Bientôt le retour des grandes manœuvres dans le secteur du luxe ? Alors que LVMH a emporté dernièrement Tiffany, Kering pâtit à la Bourse de Paris pour son intérêt supposé pour le suisse Richemont, un acteur majeur de la joaillerie-horlogerie. Les actions Kering cèdent 2,34% à 579,70 euros. Selon le site Internet Miss Tweed spécialisé dans l'information économique sur le secteur du luxe, Richemont aurait rejeté une offre de Kering en janvier. Le propriétaire de Gucci est intervenu au moment où LVMH concluait l'acquisition du joaillier américain Tiffany & Co le 7 janvier. L'offre aurait directement été adressée par François-Henri Pinault au président de Richemont, Johann Rupert. Selon UBS cette approche peut être prise au sérieux dans la mesure où un tel rapprochement fait sens tant la taille critique n'a jamais été aussi cruciale dans le secteur.

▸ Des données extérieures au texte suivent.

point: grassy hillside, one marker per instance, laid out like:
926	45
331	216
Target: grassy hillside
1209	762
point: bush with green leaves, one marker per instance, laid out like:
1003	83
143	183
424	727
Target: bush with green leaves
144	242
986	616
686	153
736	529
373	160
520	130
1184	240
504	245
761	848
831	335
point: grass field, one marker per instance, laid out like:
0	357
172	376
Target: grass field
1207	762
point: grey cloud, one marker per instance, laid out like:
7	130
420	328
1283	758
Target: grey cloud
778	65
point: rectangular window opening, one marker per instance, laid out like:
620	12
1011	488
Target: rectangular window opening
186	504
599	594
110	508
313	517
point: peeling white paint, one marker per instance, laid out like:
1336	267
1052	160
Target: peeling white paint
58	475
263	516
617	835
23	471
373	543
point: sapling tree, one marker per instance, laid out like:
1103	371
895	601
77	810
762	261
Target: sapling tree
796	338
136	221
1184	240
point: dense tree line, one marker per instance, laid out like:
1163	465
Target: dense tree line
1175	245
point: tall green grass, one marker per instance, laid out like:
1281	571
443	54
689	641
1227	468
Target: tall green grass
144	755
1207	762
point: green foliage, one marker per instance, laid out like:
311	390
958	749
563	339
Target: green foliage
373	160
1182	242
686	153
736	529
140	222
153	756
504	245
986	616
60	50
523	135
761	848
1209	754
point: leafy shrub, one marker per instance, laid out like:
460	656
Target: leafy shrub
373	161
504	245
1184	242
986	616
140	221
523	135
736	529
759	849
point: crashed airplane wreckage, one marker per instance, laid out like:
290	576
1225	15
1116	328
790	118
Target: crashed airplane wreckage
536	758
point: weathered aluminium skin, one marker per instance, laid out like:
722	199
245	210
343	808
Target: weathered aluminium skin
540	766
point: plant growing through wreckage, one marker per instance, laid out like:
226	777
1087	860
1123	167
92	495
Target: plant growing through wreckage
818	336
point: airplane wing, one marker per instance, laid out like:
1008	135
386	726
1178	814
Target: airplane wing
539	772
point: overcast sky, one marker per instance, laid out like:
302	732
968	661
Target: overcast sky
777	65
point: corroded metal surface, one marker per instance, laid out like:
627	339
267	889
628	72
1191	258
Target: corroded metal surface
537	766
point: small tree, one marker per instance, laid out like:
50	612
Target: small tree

Un rapprochement entre Kering et Richemont permettrait de combiner le "soft luxury" de Kering, soit la mode, au "hard luxury" du suisse (la joaillerie-orfèvrerie et les montres). Elle atténuerait le risque sur Kering, trop dépendant de Gucci, et compenserait la faiblesse des petites marques de Richemont, souligne le broker. Les deux groupes combinés seraient à même de répondre à la puissance inégalée de LVMH, présent sur le soft comme sur le hard. Encore faudrait-il que la famille Rupert abandonne son contrôle, ce dont UBS doute. A Zurich, Richemont gagne 3,72% à 92,64 francs suisses, preuve que les rumeurs sont prises au sérieux.